But Trump seems to be freelancing here by suggesting that McCain changed his mind. Even as McCain voted to move forward with debate, he never suggested he was definitely on board with the final product, which has been called “skinny repeal.” In fact, his vote seemed to be very much in doubt throughout the process. (Politico has a good story on this.)
On tax reform:
“If the Republicans don’t stick together, then I’m going to have to do more and more. By the way, the Republican Party agrees with me. The people out there definitely agree with me. If they’re unable to stick together, then I’m going to have to get a little help from the Democrats. And I've got that, and I'll tell you, for the tax bill, I would be very surprised if I don’t have at least a few Democrats.” (He added that he won some states by 30 points where Democrats are running.)
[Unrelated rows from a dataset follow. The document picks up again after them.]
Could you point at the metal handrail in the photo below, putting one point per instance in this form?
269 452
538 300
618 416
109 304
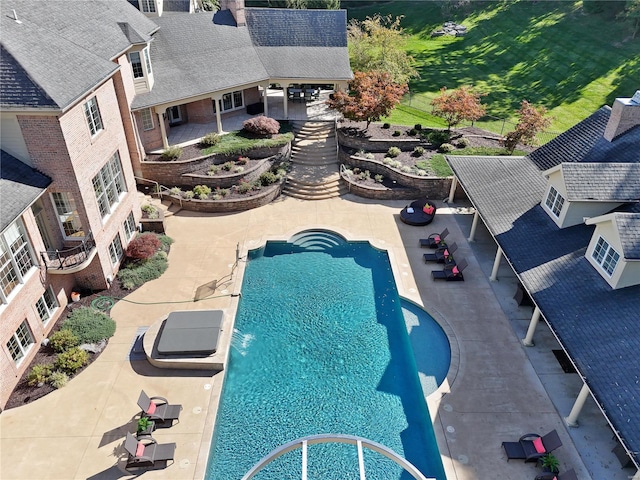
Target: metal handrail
69 257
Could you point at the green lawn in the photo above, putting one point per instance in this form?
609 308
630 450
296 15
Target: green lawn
547 52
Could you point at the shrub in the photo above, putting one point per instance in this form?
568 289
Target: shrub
58 379
89 325
63 340
39 374
143 246
202 191
393 152
151 211
445 148
210 139
244 186
438 137
135 275
171 153
268 178
261 126
72 360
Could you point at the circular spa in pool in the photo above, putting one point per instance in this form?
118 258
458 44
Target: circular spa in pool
323 345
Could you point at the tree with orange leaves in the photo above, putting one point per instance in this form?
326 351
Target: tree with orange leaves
457 105
372 95
532 120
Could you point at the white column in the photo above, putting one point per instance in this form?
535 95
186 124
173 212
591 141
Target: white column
533 323
474 226
216 100
265 89
452 190
496 265
163 130
572 419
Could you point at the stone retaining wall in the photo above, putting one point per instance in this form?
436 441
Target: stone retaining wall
264 197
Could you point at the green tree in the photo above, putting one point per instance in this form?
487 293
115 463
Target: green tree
372 95
532 121
379 43
457 105
632 12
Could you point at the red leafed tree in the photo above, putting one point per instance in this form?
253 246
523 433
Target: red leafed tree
457 105
532 120
372 95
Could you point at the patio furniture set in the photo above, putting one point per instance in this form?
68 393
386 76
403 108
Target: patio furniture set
143 450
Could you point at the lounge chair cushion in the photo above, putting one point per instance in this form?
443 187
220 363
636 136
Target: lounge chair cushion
538 445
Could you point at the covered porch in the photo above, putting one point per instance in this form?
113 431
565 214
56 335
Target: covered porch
316 109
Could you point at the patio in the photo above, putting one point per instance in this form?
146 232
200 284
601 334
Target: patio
190 133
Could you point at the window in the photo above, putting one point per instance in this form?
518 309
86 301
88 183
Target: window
136 65
46 305
68 216
109 184
605 256
148 6
230 101
16 258
130 225
147 119
554 201
93 115
20 343
115 249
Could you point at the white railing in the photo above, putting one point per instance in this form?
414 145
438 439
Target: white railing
359 442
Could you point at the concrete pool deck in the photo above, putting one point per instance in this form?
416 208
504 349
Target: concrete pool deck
496 390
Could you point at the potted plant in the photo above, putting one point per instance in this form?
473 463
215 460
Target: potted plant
550 463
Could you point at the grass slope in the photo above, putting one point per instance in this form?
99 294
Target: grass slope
547 52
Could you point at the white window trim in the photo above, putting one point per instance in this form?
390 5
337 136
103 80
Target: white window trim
605 255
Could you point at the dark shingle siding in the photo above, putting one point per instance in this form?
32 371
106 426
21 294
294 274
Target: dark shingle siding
283 27
20 186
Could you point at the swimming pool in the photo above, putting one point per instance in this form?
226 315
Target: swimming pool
321 346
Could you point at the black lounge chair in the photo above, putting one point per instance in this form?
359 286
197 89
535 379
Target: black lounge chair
434 240
158 409
415 215
146 452
527 447
442 255
568 475
451 273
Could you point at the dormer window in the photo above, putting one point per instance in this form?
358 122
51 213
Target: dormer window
554 201
605 256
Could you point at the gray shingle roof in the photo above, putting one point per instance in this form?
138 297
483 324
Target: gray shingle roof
596 325
65 48
191 55
628 225
283 27
602 181
20 186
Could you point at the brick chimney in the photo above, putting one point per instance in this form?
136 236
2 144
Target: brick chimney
237 10
625 114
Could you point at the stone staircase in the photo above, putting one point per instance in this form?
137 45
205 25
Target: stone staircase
315 171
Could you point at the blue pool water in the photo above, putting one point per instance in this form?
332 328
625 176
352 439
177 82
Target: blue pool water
320 346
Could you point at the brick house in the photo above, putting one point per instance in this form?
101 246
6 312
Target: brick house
86 87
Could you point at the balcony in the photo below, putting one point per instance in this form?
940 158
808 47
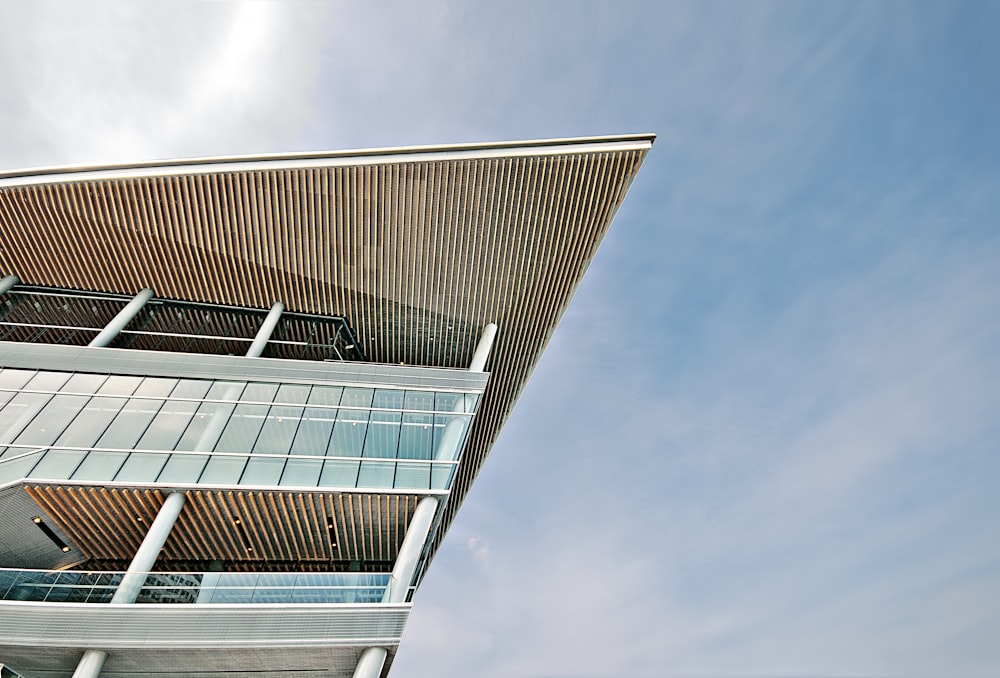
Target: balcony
74 586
This is a pretty strong threat issued to the congressional GOP.
On the Iran deal:
“You’ll see what I’m going to be doing very shortly in October. The Iran deal is one of the worst deals I’ve ever seen. Certainly, at a minimum, the spirit of the deal is atrociously kept. The Iran deal is not a fair deal to this country. It’s a deal that should not have ever been made. … We are not going to stand what they are doing with our country. They’ve violated so many different elements, and they’ve also violated the spirit of that deal.”
Two months ago, Trump's State Department certified Iran's compliance with the nuclear deal. If they have violated it, Trump's administration hasn't said how.